Looking every bit the ageing Byron feral, a straggly-haired, grey-bearded and bloated Foster was crash-tackled and dragged out of bushes by police in the backyard next to his rented Ewingsdale pad. Upon being arrested, he immediately claimed to be suffering chest pains and was taken to hospital.

“He looks like so many of the old guys that come out of the hills around Byron so he probably blended right in,’’ neighbour Sam Buckle said of Foster’s ability to remain undiscovered for so long in the popular resort town.

It was almost a re-run of Foster’s arrest in Fiji in 2006, when he was hospitalised after what he claimed was brutal treatment at the hands of police. He had stripped down to his underpants and jumped into a river in a bid to avoid capture.

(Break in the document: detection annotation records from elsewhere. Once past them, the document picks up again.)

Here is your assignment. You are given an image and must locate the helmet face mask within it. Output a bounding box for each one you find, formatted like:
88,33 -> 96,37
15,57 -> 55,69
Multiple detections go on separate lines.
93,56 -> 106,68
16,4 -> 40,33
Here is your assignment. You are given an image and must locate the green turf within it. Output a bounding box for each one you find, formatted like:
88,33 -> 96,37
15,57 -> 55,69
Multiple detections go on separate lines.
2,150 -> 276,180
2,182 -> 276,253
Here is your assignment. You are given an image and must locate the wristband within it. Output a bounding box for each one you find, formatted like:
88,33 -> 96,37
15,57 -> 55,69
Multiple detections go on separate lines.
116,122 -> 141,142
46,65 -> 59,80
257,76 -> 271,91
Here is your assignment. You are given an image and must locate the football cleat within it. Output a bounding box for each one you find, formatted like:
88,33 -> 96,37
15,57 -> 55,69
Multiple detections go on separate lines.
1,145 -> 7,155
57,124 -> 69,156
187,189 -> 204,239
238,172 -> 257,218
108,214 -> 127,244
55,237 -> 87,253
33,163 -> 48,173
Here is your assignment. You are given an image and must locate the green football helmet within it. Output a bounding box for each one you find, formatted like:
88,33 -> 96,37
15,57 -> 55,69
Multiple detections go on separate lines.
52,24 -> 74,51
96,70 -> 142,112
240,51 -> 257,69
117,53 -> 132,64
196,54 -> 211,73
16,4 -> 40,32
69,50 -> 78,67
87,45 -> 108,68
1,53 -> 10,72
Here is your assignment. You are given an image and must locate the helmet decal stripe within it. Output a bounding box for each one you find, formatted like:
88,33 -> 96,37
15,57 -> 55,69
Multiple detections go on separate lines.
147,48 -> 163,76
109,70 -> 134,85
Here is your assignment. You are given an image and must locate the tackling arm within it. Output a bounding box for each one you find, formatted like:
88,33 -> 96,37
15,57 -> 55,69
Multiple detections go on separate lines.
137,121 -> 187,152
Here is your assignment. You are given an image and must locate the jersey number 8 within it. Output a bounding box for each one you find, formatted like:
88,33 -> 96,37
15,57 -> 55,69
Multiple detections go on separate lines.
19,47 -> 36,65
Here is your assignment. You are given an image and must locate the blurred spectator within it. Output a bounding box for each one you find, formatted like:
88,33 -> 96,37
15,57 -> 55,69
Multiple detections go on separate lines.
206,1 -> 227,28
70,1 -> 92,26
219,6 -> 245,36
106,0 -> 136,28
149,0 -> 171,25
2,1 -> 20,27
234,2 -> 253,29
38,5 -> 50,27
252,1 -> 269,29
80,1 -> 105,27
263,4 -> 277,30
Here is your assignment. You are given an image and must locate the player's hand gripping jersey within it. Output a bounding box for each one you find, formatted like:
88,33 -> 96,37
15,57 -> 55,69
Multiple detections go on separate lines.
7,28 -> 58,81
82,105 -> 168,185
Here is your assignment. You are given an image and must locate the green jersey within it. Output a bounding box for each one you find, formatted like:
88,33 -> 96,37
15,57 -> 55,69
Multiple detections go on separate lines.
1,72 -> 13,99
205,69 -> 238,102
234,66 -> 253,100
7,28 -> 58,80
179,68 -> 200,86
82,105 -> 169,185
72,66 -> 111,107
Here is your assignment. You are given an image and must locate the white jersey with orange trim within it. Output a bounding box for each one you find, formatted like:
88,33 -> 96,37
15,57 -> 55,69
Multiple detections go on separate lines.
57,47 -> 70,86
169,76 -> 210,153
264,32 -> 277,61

Fijian police wanted to question him over matters including a dodgy loan from the Bank of Micronesia for a bogus property development near Suva.

He was later jailed over that fraud — one of many which has seen him serve time in the UK, USA, Australia, Fiji and Vanuatu.

Foster, who pleaded guilty to assaulting police and resisting arrest over his Byron Bay capture, is now back behind bars after being ordered to serve at least 18 months of his three-year sentence on the slimming scheme contempt charge.

Even in court, Foster appeared to be flexible with the truth.

His lawyer claimed Foster had been living a ‘monk-like’ existence in Byron Bay while caring for his sick, elderly mother.

But The Courier-Mail found 83-year-old Louise Foster-Poletti smoking cigarettes at a waterfront mansion on the Sovereign Islands, one of the Gold Coast’s most exclusive suburbs. NSW police said there was no evidence she had ever lived at the Ewingsdale property.

Since his first brush with the law at the age of 20 over a fight fix on the Gold Coast, Foster has sought to portray himself as some kind of likable rogue.

“He’s been painted as a naughty boy as if he was a Ned Kelly-type character,’’ a veteran Gold Coast legal figure told The Courier-Mail this week.

“(But) he is a grub who has consistently ripped off people, including friends.’’

Foster’s victims include his one-time close friend and lawyer Sean Cousins, who was disbarred in 2007 over his involvement with the conman.

After his 2006 arrest in Fiji, Foster told The Courier-Mail: “I’m getting too old for this.’’

At 52, he is still up to his old tricks.